Study: Methane leaks from U.S. oil-and-gas region worse than estimates
- Ben Geman, author of Axios Generate

Illustration: Rae Cook/Axios
Methane leaks from a major U.S. oil-and-gas producing region are far higher than prior estimates, new research shows.
Why it matters: Methane, the main component of natural gas, is a powerful planet-warming substance.
- Leaks in production and transport erode — or could even erase — benefits of much lower CO2 emissions than coal when the fuels are burned for power.
Driving the news: The Stanford-led study in Environmental Science & Technology used sophisticated airborne imaging to analyze leaks on the New Mexico side of the prolific Permian Basin region.

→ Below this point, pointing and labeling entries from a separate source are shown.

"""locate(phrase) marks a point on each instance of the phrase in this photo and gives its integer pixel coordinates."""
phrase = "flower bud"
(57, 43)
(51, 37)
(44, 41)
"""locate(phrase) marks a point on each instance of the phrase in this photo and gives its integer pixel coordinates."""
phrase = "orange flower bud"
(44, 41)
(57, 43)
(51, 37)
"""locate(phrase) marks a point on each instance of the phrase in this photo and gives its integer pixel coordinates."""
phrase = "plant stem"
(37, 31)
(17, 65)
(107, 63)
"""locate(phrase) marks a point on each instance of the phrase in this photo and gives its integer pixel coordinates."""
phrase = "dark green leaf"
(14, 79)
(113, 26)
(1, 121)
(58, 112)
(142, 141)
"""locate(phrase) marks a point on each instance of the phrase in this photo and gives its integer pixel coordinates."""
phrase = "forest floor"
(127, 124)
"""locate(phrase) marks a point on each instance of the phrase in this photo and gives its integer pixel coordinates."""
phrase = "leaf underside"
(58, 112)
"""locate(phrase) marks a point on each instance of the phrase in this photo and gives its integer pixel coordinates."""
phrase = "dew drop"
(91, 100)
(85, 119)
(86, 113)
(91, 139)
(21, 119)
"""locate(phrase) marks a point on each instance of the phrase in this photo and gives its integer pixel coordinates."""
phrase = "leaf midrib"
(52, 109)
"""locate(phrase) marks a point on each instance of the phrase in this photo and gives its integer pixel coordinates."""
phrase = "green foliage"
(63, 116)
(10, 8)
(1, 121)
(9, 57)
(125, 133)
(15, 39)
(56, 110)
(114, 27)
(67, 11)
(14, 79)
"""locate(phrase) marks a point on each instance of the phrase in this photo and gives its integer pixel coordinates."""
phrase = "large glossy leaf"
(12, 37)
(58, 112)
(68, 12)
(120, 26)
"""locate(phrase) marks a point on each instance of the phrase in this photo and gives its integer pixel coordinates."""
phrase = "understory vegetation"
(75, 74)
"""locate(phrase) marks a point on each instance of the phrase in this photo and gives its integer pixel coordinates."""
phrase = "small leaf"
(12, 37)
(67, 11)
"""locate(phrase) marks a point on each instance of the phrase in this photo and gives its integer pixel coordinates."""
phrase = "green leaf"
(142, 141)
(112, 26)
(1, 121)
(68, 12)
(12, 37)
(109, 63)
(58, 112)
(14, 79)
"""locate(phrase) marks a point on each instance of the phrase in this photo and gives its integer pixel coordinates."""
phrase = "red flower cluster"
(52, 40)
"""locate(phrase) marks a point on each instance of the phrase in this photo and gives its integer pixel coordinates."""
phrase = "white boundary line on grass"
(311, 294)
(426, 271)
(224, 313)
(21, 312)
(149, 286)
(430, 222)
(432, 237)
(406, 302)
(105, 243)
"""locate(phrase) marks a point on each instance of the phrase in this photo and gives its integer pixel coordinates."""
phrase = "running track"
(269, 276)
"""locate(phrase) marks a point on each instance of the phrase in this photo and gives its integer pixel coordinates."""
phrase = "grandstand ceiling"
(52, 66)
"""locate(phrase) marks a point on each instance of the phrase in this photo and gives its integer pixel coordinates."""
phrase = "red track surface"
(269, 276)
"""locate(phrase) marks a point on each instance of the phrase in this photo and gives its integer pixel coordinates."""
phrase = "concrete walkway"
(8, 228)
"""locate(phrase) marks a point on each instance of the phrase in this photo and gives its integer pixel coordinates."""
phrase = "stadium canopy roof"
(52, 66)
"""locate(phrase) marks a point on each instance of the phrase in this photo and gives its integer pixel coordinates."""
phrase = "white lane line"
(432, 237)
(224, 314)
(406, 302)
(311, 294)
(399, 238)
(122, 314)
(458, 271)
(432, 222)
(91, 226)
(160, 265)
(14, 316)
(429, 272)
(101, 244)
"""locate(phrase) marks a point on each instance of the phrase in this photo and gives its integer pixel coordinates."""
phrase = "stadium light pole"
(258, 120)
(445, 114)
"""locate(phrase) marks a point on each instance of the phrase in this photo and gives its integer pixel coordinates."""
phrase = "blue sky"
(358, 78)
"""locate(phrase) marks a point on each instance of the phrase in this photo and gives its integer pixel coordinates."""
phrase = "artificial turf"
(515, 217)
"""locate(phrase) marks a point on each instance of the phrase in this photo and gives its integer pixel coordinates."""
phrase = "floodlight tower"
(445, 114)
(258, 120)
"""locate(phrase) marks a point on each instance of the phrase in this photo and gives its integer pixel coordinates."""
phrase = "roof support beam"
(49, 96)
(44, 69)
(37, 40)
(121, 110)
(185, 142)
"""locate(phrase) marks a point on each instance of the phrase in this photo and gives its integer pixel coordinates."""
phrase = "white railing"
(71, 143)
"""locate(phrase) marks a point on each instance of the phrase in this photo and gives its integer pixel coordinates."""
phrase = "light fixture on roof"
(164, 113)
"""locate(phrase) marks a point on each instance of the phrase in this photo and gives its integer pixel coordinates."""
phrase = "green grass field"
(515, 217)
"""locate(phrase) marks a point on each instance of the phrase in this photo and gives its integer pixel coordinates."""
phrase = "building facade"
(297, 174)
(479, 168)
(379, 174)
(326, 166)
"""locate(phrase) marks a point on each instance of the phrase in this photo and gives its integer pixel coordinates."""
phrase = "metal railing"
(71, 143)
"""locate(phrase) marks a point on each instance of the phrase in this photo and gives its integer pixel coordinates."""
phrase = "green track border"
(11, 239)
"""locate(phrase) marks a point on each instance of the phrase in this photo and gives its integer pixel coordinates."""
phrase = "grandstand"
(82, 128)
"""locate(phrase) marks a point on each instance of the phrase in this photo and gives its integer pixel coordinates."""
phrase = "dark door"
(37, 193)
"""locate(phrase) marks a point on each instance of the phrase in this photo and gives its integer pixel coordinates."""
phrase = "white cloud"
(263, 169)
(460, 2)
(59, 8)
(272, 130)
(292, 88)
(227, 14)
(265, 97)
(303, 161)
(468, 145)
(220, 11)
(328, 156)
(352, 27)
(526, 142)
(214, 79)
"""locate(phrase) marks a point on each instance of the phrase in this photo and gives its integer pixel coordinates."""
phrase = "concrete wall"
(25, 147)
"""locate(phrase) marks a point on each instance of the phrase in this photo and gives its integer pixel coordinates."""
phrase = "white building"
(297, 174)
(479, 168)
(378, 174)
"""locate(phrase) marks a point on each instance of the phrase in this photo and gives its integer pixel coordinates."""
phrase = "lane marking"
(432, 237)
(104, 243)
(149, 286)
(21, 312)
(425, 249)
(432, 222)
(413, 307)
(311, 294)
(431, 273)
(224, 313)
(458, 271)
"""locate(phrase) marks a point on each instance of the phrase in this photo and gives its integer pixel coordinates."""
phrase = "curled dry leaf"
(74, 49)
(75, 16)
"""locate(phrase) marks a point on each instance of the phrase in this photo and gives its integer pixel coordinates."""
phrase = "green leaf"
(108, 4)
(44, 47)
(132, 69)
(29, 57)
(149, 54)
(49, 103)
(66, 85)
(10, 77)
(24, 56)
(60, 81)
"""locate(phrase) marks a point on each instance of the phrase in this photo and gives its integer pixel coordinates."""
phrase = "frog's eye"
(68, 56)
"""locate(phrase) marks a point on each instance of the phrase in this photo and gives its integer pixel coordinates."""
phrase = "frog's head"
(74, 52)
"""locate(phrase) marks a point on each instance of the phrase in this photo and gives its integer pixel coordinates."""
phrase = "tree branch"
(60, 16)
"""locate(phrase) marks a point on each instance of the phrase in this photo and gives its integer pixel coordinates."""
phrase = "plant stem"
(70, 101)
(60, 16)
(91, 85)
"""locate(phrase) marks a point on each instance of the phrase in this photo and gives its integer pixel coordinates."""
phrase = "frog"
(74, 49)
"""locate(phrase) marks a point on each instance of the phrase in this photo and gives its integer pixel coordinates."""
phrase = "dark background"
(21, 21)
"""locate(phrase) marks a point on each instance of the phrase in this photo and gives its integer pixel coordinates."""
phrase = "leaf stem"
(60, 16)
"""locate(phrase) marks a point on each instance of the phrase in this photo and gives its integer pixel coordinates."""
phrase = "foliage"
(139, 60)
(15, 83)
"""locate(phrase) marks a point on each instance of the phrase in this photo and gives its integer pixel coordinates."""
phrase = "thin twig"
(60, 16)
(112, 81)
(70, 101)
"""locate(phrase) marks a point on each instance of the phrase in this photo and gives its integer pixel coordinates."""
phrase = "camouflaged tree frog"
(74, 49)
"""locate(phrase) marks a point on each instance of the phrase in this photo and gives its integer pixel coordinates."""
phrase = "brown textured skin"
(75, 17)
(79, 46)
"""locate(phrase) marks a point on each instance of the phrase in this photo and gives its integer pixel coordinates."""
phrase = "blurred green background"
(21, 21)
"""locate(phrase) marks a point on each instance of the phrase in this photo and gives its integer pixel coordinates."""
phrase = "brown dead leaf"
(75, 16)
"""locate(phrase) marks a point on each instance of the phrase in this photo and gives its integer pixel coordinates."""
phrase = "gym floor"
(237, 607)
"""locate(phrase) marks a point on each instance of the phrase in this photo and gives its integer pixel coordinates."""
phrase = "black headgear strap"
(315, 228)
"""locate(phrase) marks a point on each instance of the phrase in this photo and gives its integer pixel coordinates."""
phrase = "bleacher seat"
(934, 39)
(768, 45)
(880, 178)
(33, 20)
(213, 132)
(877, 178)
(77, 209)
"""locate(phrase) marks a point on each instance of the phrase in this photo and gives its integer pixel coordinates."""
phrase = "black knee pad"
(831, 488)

- The topline finding is a leak rate of over 9% of gas produced (though they also offer a range of estimates).
- That's "several-fold higher than Environmental Protection Agency estimates and well above those in the published literature," a Stanford summary notes.
- “It’s worse than we thought by a long shot," co-lead author Evan Sherwin said in a statement, and in an email, he notes that's far above the amount that nullifies the climate advantage over coal.
How it works: The survey involved over 100 flights between 2018-2020, covering roughly 14,000 square miles, over 26,000 wells and thousands of miles of pipelines, per the study and a Stanford summary.
Yes, but: One bright spot is that a relatively small number of "super-emitter" sites have an outsized impact on the region's total emissions, with less than 4% comprising over half the total.
- "Once leaks are identified, shutting them down is often an inexpensive and straightforward fix," the summary notes.
- It also comes as oil-and-gas producers have been boosting focus on curbing methane emissions.